Pair left Facebook messages before hangings, but mystery still surrounds apparent joint suicide attempt

By Rachel Hatzipanagos and Tonya Alanez
Sun-Sentinel Staff Writers

Updated: 8:53 a.m. Wednesday, July 21, 2010
Posted: 8:34 a.m. Wednesday, July 21, 2010


Hours before they hanged themselves, the young couple posted foreboding messages on their Facebook pages.

"Momma, its not your fault," Joseph M. Brown, 22, wrote at 4:39 a.m. Monday.

About an hour earlier, Nikole Baldomero, known as Nikayla, 24, posted that she was "at peace."

Just before 7 a.m. Monday, a jogger discovered them dangling from the truss of a picnic pavilion in Parkland's Terramar Park.

Brown, a Parkland resident and Marjory Stoneman Douglas High School graduate, did not survive. He was pronounced dead at Northwest Medical Center.

Baldomero, an aspiring actress and singer from Coconut Creek whose Facebook page says she attends Florida Atlantic University, remained in critical condition Tuesday in the intensive care unit at West Boca Medical Center, a hospital spokesman said.

What drove two young people to try to end their lives in a pleasant, public setting in a normally placid upscale residential community of Broward County is still veiled in mystery.

Were the two in love? Were drugs or other mind-altering substances involved? The investigation is ongoing.

"This is not a Romeo and Juliet thing," said Dani Moschella, a Broward Sheriff's Office spokeswoman. But one acquaintance told the Sun Sentinel that Brown and Baldomero had been romantically involved for about a month.

"No one was expecting anything like this," said Brittany Potter, 19, another friend who had known Brown for about two years and dated him before she went away to college. "He was smart and charming. He had some rough patches, but we all thought he would pull through."

Potter declined to elaborate on Brown's struggles, other than to say he had been recently looking for work as a diesel mechanic. "It's not my place to say," she said.

Moschella, the sheriff's office spokeswoman, described Brown and Baldomero as just friends. She declined to comment on the motive, or confirm or deny that there was a suicide note, because the detective work is still at an early stage.

But in officials' minds, there was absolutely no doubt about what the two young people set out to do in the early morning hours of Monday. The Broward Medical Examiner's Office ruled Brown's death a suicide; the Broward Sheriff's Office said Baldomero had attempted to kill herself.

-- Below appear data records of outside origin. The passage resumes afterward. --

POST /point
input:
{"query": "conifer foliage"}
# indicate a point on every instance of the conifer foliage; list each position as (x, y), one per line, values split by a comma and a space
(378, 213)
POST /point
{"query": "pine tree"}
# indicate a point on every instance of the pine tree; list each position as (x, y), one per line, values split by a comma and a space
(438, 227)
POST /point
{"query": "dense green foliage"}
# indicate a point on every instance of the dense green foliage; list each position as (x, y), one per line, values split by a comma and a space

Though unassociated with the case, one nationally known specialist on suicide said it was very improbable there was not a romantic relationship between the two.

"It's highly unlikely that they were just friends," said Dr. Douglas G. Jacobs, a Harvard Medical School associate clinical professor of psychiatry. "This would be classified as a suicide pact. It usually involves intense bonding in a relationship, usually intimate."

Suicide pacts are a rarity among the nation's 30,000 annual suicides, accounting for less than 0.5 percent, Jacobs said. They are often triggered by the ending of a relationship and the couple usually shares underlying pathologies, such as depression, a history of drug abuse, or suicide attempts or threats.

"It's an irreversible method; that's the point," Jacobs said. "The fact that they did it in a public setting, it's a way of them sort of going out having their names in lights. They want to be noticed, maybe they wanted society to feel that they were perhaps victims."

Hanging, after shooting, is the most common method of suicide in the 10 to 24 age group, accounting for 39 percent of the deaths, according to the federal Centers for Disease Control and Prevention.

More young people survive suicide attempts than actually die, but at 83 percent compared to 17 percent, young males die more often than females, according to the center.

On Tuesday afternoon, a woman wearing a West Boca Medical Center visitor's badge at Baldomero's home declined to comment.

The 24-year-old's Twitter page reflects a highly sociable woman's rounds of beach "BeerBQs," pool parties, midnight movies and South Beach clubs.

"Still no beddybye," she posted at 7:07 a.m. on May 6.

On June 13, she announced that she was "single as a dollar baby."

In pursuit of her acting ambitions, Baldomero won a lead role as Blue Comet in a superhero movie spoof, "Lucky Streak and the Crime Fighters," which premiered in Miami last month at Florida SuperCon, the annual festival of comic book, anime and sci-fi enthusiasts.

On her Facebook page, friends and family posted their wishes for her survival.

"I am sending my prayers, positivity, and well wishes your way," one friend wrote on her wall. "There are so many people rooting for you."

On Tuesday evening, a vigil was held at the Parkland park where Brown ended his life and Baldomero tried to do the same. More than a dozen people attended, but told a reporter they were too distraught to talk about their friends.

Though Brown had mentioned personal problems, Potter said, her "loveable, friendly, smart" pal with "the most beautiful eyes and smile" had assured friends that, of late, things were on the upswing.

"He was telling people things were getting better," Potter said. "That's why no one had a clue."